Рядом с Казарновским вырастает над толпой старик котельщик Егоров. Он большевик. Несколько месяцев назад Казарновский случайно поймал обрывок разговора офицера и уловил несколько фамилий, в том числе Егорова. Инженер предупредил всех. Ночью каратели перерыли все барахло в каморке Егорова, но котельщика не нашли. Он скрывался около завода и появился, когда ушли белые.

Маленький человек в защитной шинели, в сдвинутой кубанке с красноармейской звездой вбегает в цех.

– Товарищи! – кричит он. – Я делегат сто двадцать девятого красного полка. Красные бойцы послали меня приветствовать товарищей рабочих. Ура!

Он снимает кубанку и машет. Долго не смолкает приветственный рев. Андрияшко – это фамилия делегата – спрашивает, почему собрались. Ему объясняют.

– Самосуды запрещаю! – кричит Андрияшко. – За самосуды расстрел! Объявляю открытым митинг о международном положении и задачах советской власти.
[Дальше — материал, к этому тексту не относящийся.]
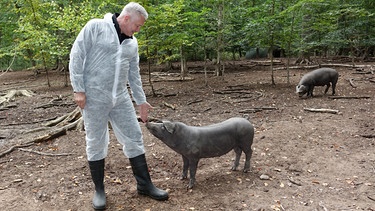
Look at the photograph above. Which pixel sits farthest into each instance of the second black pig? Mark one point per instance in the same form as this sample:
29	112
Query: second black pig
318	77
194	143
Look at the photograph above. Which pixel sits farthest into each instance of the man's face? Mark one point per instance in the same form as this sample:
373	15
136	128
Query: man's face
133	23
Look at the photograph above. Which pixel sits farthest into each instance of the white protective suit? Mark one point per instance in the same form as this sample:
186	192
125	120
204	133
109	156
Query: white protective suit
101	67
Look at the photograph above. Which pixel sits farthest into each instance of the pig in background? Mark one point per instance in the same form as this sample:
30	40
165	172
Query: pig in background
318	77
194	143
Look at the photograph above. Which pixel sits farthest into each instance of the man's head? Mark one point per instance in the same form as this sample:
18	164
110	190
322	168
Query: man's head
132	17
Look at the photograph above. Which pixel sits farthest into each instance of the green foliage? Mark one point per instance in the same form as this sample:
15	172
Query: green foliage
39	33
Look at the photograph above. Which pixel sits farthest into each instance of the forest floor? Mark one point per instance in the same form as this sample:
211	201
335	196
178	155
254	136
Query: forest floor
313	160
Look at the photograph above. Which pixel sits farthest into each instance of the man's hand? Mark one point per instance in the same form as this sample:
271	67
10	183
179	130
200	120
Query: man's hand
80	99
143	111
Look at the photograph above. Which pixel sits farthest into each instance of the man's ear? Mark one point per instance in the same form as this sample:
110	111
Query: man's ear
169	126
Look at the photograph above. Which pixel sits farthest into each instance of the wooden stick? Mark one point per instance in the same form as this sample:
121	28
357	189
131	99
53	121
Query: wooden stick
349	97
322	110
352	83
43	153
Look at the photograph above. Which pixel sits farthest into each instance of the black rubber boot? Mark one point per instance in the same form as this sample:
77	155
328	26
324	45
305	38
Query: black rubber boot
97	174
144	183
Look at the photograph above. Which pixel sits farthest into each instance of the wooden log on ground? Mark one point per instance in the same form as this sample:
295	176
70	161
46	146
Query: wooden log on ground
322	110
349	97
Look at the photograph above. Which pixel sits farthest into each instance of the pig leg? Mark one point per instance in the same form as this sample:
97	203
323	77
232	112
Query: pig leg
236	162
248	154
328	85
193	170
333	87
310	91
185	167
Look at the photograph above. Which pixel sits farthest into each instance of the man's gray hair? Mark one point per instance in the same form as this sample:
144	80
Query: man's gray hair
132	8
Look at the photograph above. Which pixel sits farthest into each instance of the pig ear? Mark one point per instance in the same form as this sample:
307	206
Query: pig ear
169	126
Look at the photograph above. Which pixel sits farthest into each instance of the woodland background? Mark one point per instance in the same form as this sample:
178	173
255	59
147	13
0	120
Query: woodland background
38	34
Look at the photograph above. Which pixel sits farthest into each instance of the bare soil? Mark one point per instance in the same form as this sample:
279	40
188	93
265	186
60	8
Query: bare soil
313	161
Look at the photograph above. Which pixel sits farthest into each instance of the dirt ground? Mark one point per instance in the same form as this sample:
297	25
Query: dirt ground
302	160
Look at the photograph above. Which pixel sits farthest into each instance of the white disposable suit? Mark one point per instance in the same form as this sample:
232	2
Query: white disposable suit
101	67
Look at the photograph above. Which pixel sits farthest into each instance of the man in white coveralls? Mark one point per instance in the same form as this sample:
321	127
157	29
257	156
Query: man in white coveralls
103	59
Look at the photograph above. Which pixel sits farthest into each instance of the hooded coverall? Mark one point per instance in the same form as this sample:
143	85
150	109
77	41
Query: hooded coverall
101	67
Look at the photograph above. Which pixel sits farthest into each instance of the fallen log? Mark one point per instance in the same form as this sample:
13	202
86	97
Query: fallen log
322	110
13	93
44	153
254	110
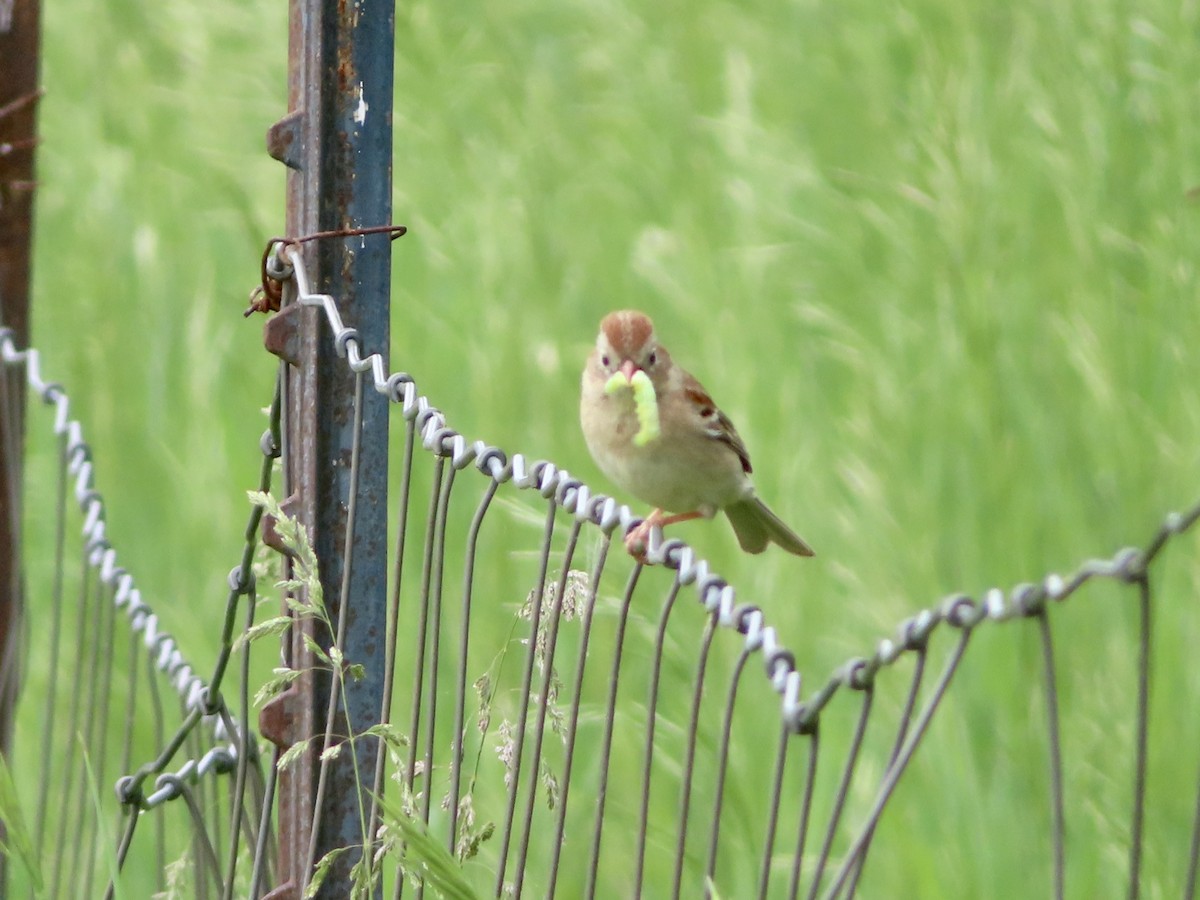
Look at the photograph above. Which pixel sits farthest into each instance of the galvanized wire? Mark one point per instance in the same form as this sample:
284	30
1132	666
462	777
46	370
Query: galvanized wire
823	858
603	822
97	695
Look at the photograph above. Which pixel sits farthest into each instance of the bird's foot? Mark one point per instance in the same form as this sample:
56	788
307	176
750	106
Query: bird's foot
637	541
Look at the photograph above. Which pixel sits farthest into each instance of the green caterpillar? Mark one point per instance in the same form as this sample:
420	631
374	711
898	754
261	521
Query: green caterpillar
646	402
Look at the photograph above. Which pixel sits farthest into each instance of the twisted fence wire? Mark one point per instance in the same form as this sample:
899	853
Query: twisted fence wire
97	705
625	845
603	777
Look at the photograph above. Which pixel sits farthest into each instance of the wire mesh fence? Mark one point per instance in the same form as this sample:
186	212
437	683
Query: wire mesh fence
604	727
127	723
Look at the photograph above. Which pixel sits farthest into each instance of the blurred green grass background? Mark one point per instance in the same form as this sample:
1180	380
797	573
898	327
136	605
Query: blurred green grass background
936	259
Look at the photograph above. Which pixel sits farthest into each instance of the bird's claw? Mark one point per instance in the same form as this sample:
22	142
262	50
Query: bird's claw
637	541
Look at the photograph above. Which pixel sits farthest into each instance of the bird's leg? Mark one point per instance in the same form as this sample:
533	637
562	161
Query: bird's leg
637	541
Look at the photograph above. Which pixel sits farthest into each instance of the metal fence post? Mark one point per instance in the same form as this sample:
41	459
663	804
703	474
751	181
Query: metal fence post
336	141
19	33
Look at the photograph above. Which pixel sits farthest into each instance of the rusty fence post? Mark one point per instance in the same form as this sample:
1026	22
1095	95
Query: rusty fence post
19	39
336	143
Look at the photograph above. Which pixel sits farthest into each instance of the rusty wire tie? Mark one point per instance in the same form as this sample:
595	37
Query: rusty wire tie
268	295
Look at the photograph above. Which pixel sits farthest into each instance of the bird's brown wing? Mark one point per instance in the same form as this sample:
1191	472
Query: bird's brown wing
718	424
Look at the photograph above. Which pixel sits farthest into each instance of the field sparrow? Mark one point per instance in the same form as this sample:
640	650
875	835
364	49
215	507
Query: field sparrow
690	462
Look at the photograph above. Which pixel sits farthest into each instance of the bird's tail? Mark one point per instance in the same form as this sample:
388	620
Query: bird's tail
756	526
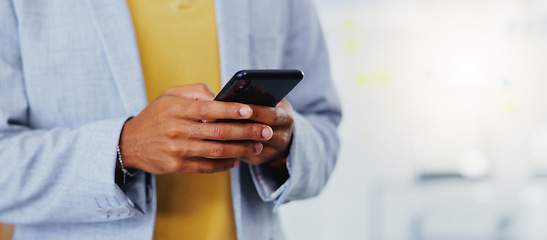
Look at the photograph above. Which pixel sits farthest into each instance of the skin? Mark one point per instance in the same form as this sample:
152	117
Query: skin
176	133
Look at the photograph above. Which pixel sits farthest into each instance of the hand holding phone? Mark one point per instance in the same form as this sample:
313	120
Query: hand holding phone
266	88
260	87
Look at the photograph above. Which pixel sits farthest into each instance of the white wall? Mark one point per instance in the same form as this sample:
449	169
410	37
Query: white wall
433	86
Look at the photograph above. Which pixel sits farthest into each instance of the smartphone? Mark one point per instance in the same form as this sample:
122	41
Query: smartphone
260	87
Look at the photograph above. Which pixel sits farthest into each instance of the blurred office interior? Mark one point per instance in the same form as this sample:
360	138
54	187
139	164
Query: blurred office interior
444	133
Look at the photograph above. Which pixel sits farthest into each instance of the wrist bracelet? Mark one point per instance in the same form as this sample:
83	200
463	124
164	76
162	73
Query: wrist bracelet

– С Красной Армией мы не бьемся, – хмуро говорит Рогов.

Он встает с председательского места и выходит из цеха.

Через час роговцы покинули Гурьевск.

Сутки спустя в Гурьевск вошел 129-й кавалерийский красный полк. Он растянулся длинной лентой. Через каждые три ряда верховых двигались на санях пулеметы.

Глава восьмая

Бегство

I

Поезд движется медленно, часами простаивая у семафоров. Они сидят в отдельном купе – Кратов, Гладков и Валентина Петровна – жена Гладкова. По обеим сторонам пути валяются красные коробки товарных вагонов. Товарные составы сбрасывались с рельсов, чтобы очистить путь на восток.

Потянулась Анжеро-Судженка – крайний северо-восточный угол Кузбасса. Геологическая карта Кузбасса, составленная учениками Лутугина, напоминает силуэт летучей мыши – два огромных распластанных крыла, острая мордочка смотрит на восток. Краем правого крыла Кузбасс касается сибирской магистрали. В сумерках темнеют загрязненные вышки надшахтных зданий. Зажигаются редкие огни. Кратов не отрываясь смотрит в окно.

– Валя, – говорит Гладков, – куда нас несет? Может быть, останемся?